Can I Run Apex Legends on A750?
Apex Legends FPS Benchmark and Performance Analysis
For most players, Intel Arc A750 is a solid match for Apex Legends. Expect around 153 FPS at 1080p high, with strong high-refresh potential. This page breaks down expected Apex Legends performance on Intel Arc A750 at 1080p high, including 1440p scaling, optimization tips, and a settings guide.
Apex Legends FPS Benchmarks on A750
| Resolution | Settings Preset | Avg FPS | 1% Low FPS | Verdict |
|---|---|---|---|---|
| 1080p | Competitive (Low) | 191 FPS | 127 FPS | Excellent |
| 1080p | High | 153 FPS | 102 FPS | Very Good |
| 1440p | High | 113 FPS | 72 FPS | Very Good |
| 1440p | Ultra | 85 FPS | 54 FPS | Good |
| 4K | High | 65 FPS | 39 FPS | Playable |
Benchmarks are estimated by our performance engine. Actual results may vary.
Best Settings for Apex Legends on A750
- Display Mode
- Fullscreen
- Resolution
- 1920×1080
- V-Sync
- Disabled
- Texture Quality
- High
- Shadow Quality
- High
- Anti-Aliasing
- TAA
- Effects Quality
- High
- Post-Processing
- Medium
- Ambient Occlusion
- Enabled
Performance Analysis
Our projection for Apex Legends on Intel Arc A750 is about 153 FPS at 1080p high. At 1440p, that typically translates to around 113 FPS with similar quality targets. This places the card in the mid tier for this title, with a high refresh experience profile. Intel Arc A750 delivers high-refresh class performance in Apex Legends, especially with a competitive or high preset.
Apex Legends delivers blistering movement and squad-based combat across massive maps, demanding solid framerates to track fast-paced encounters. To meet the minimum system demands, your PC should have a NVIDIA GeForce GTX 950 / AMD Radeon HD 7790. For optimal performance and smooth rendering, it’s recommended to play with a Nvidia GeForce GTX 970 / AMD Radeon R9 290.
Intel Arc A750 supports XeSS upscaling. In titles where Apex Legends enables XeSS, enabling it at Quality mode can provide a noticeable frame rate improvement with minimal sharpness loss compared to native resolution.
- Enable low-latency mode and cap FPS close to your monitor refresh for steadier frame pacing.
- Use selective ray tracing (shadows/reflections) and avoid ultra RT presets.
- 1440p: High settings, use Quality upscaling only if needed
Final take: Intel Arc A750 offers a high refresh result in Apex Legends, with the right settings profile.

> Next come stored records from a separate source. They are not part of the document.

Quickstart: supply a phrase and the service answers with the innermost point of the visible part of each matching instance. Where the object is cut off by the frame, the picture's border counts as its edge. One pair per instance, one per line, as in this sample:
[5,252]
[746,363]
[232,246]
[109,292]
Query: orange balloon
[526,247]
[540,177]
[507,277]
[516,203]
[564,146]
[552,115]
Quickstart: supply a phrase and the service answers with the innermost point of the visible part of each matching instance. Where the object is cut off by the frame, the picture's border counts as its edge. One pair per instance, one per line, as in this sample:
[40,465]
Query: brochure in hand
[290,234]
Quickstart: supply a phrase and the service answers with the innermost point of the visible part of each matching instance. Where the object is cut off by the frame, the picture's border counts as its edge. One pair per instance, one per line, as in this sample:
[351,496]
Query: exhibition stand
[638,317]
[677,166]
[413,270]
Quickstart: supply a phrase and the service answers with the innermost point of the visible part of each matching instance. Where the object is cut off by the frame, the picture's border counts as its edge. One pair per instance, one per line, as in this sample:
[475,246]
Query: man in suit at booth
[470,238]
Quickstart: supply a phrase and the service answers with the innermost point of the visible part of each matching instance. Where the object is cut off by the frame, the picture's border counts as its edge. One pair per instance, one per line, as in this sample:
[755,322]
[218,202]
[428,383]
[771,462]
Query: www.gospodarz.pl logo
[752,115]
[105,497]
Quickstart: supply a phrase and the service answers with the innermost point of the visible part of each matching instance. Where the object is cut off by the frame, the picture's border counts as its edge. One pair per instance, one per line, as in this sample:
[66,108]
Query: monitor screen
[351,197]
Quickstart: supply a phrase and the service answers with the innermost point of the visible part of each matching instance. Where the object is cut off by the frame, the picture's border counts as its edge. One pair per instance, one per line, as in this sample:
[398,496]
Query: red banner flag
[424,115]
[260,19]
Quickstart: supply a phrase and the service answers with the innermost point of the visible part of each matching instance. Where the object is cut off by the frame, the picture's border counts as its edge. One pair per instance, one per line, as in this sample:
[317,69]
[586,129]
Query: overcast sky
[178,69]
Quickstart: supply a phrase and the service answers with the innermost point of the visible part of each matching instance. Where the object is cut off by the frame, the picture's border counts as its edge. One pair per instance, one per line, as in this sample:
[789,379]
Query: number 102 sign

Frequently Asked Questions
- Is Apex Legends CPU or GPU bound at high frame rates?
- Apex Legends becomes increasingly CPU-bound as you push past 144 FPS, particularly in hot-drop scenarios where 60 players simultaneously render near each other at match start. The game uses Respawn's Source Engine derivative, which has legacy single-threaded bottlenecks similar to CS2. A CPU at the recommended score threshold handles 144 FPS targets in most scenarios, but consistent 160–180+ FPS in 20-player final circles requires a CPU meaningfully above the recommended tier. A high-frequency memory kit (DDR4-3600 or DDR5-6000) also meaningfully improves CPU-bound frame rates in Apex, as the engine benefits from memory bandwidth.
- What graphics settings should I lower for better competitive performance in Apex Legends?
- For competitive Apex Legends, Model Detail and Texture Streaming Budget are the two most impactful settings to reduce. Setting Model Detail to Low reduces the triangle count of distant enemies, which paradoxically can make them slightly easier to spot against terrain. Texture Streaming Budget at Low halves VRAM draw, improving 1% low frame rates on cards with less than 8 GB VRAM. Ambient Occlusion should be disabled, and Sun Shadow Coverage/Detail set to Low. Anti-Aliasing at TSAA is preferred over None for cleaner long-range target tracking despite the slight blur. Adaptive Supersampling (down-sampling) hurts competitive performance and should be disabled.